Recursive Bulk File Renaming ⁂ starbreaker.org

Introduction

I had recently remembered that while I store metadata for each page in my website as shell variables instead of XML, JSON, or something truly unholy like YAML, I need not keep them inside shell scripts with the .sh extension if they're not meant to be executed. I could instead keep them in plain text files (.txt) if they're meant to be read by other shell scripts.

This is an application of the rule of least power, incidentally. Data need not be placed in executable files. Environment variables are an exception, if you're using bash, the Bourne Again SHell, you want ~/.bashrc to be executable because you're using the export command to make environment settings globally available, and most likely setting aliases for frequently used commands as well.

The Fix

The complicated part was renaming all of my existing metadata files. Here's how I did it.

find ~/git/starbreaker.org/site -name 'index.sh' \
        | sed -e 'p;s/index.sh/index.txt/' \
        | xargs -P8 -n2 mv

how I converted metadata files for my website from shell scripts to text files

Kids, Don't Try This At Home

An explanation for how this set of commands is in order; I don't want people assuming that they can just copy this and paste it into a terminal window.
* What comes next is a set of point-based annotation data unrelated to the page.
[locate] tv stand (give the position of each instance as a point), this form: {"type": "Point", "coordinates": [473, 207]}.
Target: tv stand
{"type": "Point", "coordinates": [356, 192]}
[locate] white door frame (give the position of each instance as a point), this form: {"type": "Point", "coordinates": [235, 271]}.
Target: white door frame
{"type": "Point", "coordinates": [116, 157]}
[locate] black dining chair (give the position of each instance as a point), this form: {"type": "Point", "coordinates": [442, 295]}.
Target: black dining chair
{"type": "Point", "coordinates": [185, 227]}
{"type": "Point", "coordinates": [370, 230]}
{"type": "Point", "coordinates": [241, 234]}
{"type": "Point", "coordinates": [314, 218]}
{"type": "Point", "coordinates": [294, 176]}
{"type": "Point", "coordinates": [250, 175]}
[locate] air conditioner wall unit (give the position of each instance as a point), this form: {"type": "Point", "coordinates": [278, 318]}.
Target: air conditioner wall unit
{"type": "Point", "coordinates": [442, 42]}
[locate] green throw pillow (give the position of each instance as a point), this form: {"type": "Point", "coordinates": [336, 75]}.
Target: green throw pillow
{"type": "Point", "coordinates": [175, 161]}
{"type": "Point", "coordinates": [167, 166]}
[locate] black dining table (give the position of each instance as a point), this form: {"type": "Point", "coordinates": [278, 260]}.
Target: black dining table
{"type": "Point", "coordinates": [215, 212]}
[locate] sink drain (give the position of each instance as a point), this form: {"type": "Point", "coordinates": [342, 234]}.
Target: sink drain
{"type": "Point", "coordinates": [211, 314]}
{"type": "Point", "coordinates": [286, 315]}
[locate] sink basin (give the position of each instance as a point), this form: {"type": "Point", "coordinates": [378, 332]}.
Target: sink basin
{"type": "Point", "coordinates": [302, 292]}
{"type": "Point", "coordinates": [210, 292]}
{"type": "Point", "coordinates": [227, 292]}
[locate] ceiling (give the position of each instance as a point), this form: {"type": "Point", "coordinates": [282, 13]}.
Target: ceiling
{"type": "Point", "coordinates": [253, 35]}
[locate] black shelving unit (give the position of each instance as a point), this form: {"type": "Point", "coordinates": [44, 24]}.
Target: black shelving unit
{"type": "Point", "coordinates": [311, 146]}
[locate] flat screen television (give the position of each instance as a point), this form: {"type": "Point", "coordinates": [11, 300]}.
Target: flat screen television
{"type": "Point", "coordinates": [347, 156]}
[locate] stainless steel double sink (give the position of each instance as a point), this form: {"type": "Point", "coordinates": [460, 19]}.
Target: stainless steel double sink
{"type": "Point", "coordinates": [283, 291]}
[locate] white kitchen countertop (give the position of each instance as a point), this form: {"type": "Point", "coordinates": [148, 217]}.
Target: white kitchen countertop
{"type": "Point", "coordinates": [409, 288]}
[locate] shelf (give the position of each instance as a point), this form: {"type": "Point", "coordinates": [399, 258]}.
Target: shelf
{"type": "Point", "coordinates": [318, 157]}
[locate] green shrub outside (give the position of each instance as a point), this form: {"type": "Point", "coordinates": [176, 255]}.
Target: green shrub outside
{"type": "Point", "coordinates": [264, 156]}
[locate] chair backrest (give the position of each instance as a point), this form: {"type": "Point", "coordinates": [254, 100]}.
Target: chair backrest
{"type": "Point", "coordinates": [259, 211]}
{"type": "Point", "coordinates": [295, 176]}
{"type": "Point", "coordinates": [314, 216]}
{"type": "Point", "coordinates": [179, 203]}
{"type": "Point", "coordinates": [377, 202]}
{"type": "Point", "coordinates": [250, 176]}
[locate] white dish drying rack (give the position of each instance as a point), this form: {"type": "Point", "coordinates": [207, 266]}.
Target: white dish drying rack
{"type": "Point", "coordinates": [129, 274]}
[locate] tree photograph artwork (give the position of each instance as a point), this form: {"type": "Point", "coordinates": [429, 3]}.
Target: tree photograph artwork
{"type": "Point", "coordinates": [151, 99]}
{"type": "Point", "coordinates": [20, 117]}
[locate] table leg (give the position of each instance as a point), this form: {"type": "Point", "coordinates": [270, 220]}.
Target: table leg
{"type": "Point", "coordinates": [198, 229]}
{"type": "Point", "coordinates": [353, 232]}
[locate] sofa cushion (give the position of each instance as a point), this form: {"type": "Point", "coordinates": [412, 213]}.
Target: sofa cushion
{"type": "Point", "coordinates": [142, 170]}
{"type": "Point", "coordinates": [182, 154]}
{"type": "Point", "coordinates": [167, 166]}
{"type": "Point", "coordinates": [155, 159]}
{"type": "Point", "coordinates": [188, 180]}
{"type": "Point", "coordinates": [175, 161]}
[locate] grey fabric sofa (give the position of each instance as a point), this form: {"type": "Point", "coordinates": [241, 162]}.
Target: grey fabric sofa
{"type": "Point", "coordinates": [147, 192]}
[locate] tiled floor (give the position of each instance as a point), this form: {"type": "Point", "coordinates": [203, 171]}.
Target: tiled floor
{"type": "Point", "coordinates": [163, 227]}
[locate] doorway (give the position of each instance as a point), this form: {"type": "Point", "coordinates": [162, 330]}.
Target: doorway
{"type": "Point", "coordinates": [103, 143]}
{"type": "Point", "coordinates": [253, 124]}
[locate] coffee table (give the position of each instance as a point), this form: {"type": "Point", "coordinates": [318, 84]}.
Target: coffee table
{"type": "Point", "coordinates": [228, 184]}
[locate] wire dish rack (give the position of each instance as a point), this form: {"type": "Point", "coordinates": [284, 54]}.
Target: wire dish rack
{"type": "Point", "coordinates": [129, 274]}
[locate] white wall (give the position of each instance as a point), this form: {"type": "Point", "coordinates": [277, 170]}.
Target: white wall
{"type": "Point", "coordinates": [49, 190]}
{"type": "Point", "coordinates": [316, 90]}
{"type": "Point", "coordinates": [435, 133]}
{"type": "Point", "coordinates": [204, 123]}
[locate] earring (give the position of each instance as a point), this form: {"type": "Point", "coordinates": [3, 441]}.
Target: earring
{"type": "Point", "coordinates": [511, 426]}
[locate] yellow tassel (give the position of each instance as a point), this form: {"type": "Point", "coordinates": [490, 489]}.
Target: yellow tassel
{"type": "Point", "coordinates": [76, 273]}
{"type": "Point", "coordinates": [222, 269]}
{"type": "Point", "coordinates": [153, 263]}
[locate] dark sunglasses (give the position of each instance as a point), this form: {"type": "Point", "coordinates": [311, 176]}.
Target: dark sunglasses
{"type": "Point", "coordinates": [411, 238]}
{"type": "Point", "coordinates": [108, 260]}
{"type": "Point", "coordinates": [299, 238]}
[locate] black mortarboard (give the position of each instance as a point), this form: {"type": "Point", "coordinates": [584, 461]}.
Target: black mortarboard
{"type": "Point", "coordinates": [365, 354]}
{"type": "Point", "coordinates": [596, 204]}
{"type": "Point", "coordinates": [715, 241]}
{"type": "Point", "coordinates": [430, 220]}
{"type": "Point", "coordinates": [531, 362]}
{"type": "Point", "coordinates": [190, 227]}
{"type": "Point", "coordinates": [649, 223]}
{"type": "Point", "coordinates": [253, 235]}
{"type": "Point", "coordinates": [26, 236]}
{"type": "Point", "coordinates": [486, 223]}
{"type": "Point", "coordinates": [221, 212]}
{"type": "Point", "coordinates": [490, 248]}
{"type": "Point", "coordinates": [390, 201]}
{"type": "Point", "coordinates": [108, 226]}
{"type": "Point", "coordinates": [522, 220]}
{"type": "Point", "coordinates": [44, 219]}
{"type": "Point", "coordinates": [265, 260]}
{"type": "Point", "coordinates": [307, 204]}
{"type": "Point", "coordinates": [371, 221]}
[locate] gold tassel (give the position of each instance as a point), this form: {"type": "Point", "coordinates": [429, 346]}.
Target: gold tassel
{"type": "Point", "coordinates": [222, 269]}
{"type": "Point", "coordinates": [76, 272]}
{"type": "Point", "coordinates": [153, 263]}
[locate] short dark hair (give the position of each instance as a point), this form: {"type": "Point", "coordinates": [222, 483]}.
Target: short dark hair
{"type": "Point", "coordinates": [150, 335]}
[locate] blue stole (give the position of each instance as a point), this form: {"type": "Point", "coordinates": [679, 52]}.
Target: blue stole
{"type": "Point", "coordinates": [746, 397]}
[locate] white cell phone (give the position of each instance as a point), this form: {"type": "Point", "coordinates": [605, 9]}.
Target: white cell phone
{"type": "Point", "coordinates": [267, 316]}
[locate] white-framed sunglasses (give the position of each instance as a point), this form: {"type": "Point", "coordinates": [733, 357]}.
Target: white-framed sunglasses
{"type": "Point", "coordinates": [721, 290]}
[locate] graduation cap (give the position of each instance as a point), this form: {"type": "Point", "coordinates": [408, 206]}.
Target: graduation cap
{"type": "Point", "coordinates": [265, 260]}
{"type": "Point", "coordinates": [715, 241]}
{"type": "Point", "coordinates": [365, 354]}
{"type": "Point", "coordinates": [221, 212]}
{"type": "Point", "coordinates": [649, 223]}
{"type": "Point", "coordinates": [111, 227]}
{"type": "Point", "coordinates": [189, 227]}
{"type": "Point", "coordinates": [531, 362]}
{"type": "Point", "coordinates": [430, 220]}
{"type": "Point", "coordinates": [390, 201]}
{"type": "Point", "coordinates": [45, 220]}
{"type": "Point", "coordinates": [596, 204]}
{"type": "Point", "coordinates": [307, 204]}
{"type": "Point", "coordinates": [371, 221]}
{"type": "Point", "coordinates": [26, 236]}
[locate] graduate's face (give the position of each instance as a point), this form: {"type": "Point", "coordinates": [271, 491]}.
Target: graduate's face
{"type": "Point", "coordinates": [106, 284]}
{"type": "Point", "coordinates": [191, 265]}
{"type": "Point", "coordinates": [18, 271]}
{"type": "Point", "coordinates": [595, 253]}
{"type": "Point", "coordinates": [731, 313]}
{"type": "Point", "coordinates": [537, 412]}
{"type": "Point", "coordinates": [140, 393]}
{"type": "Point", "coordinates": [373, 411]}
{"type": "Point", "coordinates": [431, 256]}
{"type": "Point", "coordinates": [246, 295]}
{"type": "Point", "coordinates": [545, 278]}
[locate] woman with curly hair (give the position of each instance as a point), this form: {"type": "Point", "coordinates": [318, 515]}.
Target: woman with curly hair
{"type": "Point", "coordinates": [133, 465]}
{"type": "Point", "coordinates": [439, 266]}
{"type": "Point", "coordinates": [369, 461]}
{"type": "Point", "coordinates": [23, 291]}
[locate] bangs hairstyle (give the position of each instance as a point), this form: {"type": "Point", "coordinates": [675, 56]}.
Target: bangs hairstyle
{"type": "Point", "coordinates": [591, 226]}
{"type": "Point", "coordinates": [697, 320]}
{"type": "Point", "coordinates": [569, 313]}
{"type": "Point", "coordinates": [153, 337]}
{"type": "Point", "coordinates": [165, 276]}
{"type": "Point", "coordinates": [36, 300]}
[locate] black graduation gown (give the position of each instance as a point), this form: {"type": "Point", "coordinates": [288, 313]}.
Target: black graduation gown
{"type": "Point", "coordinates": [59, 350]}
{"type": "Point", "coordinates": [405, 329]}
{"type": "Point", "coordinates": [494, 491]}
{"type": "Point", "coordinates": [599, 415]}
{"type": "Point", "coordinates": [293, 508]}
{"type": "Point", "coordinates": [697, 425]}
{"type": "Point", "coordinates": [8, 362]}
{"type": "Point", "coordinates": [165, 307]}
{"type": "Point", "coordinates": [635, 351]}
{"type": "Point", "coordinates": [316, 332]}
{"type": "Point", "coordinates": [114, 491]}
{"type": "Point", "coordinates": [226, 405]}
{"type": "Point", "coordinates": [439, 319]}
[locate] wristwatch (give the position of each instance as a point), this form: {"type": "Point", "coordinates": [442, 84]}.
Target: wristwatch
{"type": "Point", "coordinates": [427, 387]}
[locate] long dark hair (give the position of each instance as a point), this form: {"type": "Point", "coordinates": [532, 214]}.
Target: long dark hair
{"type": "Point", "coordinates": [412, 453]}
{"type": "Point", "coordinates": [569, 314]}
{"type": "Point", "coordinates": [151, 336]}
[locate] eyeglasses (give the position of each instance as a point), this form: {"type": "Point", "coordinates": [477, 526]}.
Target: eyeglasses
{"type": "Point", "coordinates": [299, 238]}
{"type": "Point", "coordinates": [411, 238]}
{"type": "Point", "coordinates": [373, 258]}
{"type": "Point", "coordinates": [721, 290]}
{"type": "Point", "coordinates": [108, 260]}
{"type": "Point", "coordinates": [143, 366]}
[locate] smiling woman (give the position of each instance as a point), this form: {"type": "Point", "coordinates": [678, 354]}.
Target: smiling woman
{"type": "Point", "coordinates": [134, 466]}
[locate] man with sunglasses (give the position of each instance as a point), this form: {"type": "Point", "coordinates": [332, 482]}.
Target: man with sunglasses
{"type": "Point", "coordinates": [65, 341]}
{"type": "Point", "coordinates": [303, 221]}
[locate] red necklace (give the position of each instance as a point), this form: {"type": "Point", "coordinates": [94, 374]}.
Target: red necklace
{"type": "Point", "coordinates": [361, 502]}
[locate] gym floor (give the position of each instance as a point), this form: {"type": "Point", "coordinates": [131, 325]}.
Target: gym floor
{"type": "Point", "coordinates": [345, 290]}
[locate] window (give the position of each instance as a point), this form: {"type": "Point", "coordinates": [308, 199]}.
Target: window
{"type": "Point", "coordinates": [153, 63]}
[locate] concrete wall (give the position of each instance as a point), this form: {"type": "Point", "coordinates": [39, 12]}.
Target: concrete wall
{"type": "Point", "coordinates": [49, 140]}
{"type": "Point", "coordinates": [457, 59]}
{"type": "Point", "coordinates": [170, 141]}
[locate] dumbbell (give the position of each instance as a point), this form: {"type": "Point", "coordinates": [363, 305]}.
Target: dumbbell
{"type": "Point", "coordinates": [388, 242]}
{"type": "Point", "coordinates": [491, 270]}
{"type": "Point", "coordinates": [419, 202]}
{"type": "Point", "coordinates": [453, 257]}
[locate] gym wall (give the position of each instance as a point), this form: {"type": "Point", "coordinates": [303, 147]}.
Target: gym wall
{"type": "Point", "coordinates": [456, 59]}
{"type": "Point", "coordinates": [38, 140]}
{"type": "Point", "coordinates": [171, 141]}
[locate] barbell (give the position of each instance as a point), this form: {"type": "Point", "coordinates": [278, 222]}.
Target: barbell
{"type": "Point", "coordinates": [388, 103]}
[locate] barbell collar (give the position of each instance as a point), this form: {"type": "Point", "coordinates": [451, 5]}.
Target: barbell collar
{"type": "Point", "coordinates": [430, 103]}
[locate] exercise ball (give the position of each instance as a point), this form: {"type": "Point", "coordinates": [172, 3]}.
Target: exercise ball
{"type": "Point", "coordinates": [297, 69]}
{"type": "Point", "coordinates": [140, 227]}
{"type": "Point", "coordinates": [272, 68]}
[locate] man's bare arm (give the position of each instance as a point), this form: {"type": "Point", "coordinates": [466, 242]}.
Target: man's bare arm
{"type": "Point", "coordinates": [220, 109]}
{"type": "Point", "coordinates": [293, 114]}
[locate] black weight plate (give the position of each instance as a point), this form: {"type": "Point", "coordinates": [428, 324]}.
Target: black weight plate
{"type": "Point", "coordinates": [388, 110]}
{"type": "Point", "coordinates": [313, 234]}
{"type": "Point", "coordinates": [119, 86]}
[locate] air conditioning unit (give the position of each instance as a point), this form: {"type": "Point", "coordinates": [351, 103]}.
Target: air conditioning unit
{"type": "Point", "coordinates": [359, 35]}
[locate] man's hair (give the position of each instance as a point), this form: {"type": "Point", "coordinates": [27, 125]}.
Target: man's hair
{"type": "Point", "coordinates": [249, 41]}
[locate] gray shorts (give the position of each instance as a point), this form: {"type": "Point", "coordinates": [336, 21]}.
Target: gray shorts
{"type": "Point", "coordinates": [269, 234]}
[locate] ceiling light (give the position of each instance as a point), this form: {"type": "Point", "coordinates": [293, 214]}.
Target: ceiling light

You wouldn't just read an unidentified scroll you had picked up in a dungeon, would you? There's no telling what it might do! It might just be a scroll of "Identify", but it might also be a scroll of "Summon Ancient Dragons".

Actually, a lot of Rogue, Moria, Angband, Nethack, etc. have done precisely that, especially when caught between a Balrog and a hard place. I've done it myself, and sometimes it's even worked in my favor. Nevertheless it's not a good idea to run command you don't understand, especially if they're piped together.

Getting a Set of Files with `find`

The use of the find command should be relatively straightforward. First, we specify the starting directory, which in this case is git/starbreaker.org/site in my home directory. Next, we use the -name parameter to specify the filename we want to find. While this switch takes wildcard characters, I've got a specific filename in mind: index.sh.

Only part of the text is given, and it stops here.